Probabilmente il mio è quello tipico dell’attore teatrale: non posso fare a meno di ripensare a quello che ho girato. Al cinema, dal momento in cui il regista dice stop, hai fatto la scena. Per lui è buona. E tu non la rifarai mai più nella tua vita, capisci? Allora per me diventa inevitabile ripensare – non una sera, ma a lungo – a quello che ho fatto, che non sono riuscito a fare, e a come avrei dovuto farlo. La verità è che se potessi rifarei sempre tutto meglio.

Quindi sei uno di quelli che dopo lo stop corrono in regia a riguardarsi?
Dipende. In realtà per lunghi anni non ho mai guardato. Adesso ho imparato a farlo, soprattutto dopo aver girato il mio film da regista (Lascia perdere, Johnny! del 2007, nda). Ho scoperto che alcune volte riguardarsi aiuta davvero.

Fabrizio Bentivoglio con Martina Sammarco. Foto: Andrea Miconi/Amazon Studios

Di Bob Dylan si sta già parlando parecchio, la soundtrack è una delle chicche della serie. Il tuo buon Monterossi dice: “Ci sarà sempre il buon vecchio Bob per consolarti”. Qual è invece il tuo Bob Dylan?
Al di là di Bob stesso, è sempre stato Fabrizio De André. Un amore di lunga data che non morirà mai. È lui il mio compagno di viaggio musicale. Da quando ho il bene di ascoltare musica, io ascolto De André.

Dal vivo lo hai conosciuto?
Sono riuscito a conoscerlo tardi, ma sì. E gli ho stretto la mano. Ne vado molto orgoglioso, ho anche una copia delle Nuvole in casa, che custodisco gelosamente.
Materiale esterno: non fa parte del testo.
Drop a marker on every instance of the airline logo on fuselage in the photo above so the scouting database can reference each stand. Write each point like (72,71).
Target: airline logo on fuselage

Pupi Avati, che conosci bene, una volta mi ha detto che non si definirebbe un regista, ma un musicista fallito. Suonava il clarinetto finché nella band non è entrato Dalla, e allora gli è crollata ogni certezza. Tu rischiavi d’essere un calciatore e perfino un dentista, ma ho l’impressione che la musica ti rincorra da vicino.
Sì, c’è sempre stata, ci rincorriamo. Ammesso che sia lei a correre dietro a me, io mi son sempre girato a vedere se c’era. Non manca mai, anche in quei due filmetti che ho fatto, in cui contemplo anche il cortometraggio, la musica è una protagonista. L’incontro con la Piccola Orchestra Avion Travel è stato cruciale, con loro ho condiviso tanto. 150 repliche a teatro, poi il film, e sono perfino riuscito a fargli fare un disco con le mie canzoni, Sottotraccia.

Parli con chi l’ha consumato: “Se fossi nato a Napoli, se avessi più testicoli, insomma, se avessi fatto apprendistato in mezzo ai vicoli”. Sto sondando il terreno, avrai capito dove voglio arrivare.
(Ride) Mi fa piacere che ti piaccia, è una materia a cui sono legatissimo e che mi rappresenta. E allora ti dico che sì, continuano ad esserci progetti congiunti con la musica. E che con l’Orchestra di Piazza Vittorio vorremmo riprendere uno spettacolino su Charles Mingus, voce e orchestra…

Quando ti fanno notare che lavori con i più grandi registi, tu rispondi che lavori anche con i più grandi attori. Una puntualizzazione insolita. Sei affezionato alla tua categoria?
Le sono affezionato proprio perché è fragile e preziosa, e quindi va protetta. Te lo dico come se non ne facessi parte. Ultimamente facciamo più squadra, paradossalmente è stato un regalo della pandemia, con la nascita dell’associazione U.N.I.T.A. Il progetto è diventato un interlocutore ad altissimi livelli, al di là delle belle parole nelle interviste che tutti diciamo.

Quindi ti sei ricreduto anche sui social (che non hai)?
Quando vengono usati bene, sì. La prima scintilla dell’associazione è nata tutta sui social… ma io sono stato contattato via email.

Dicono di te che sei l’attore che mette d’accordo tutti. Io sono tra i sostenitori di questa teoria, tu che ne pensi?
Come faccio a contraddirti? Prendo e porto a casa. Ammesso che sia così, credo però che per mettere d’accordo tutti debba passare molto tempo. Mi chiedi da cosa potrebbe dipendere? Forse dal portare ogni volta qualcosa di nuovo rispetto ai ruoli precedenti, facendo sempre una sorpresa. E sbucare puntualmente dove uno meno se l’aspetta.

Per esempio su Prime Video con Monterossi. Credi che ti manchi qualcosa, dopo quarant’anni di carriera? L’etichetta vuole che tu risponda di no, ma vediamo.
Invece ti dico di sì: non aver fatto l’Amleto con Strehler. Mi manca quello, e ormai è andata. Non capiterà mai più.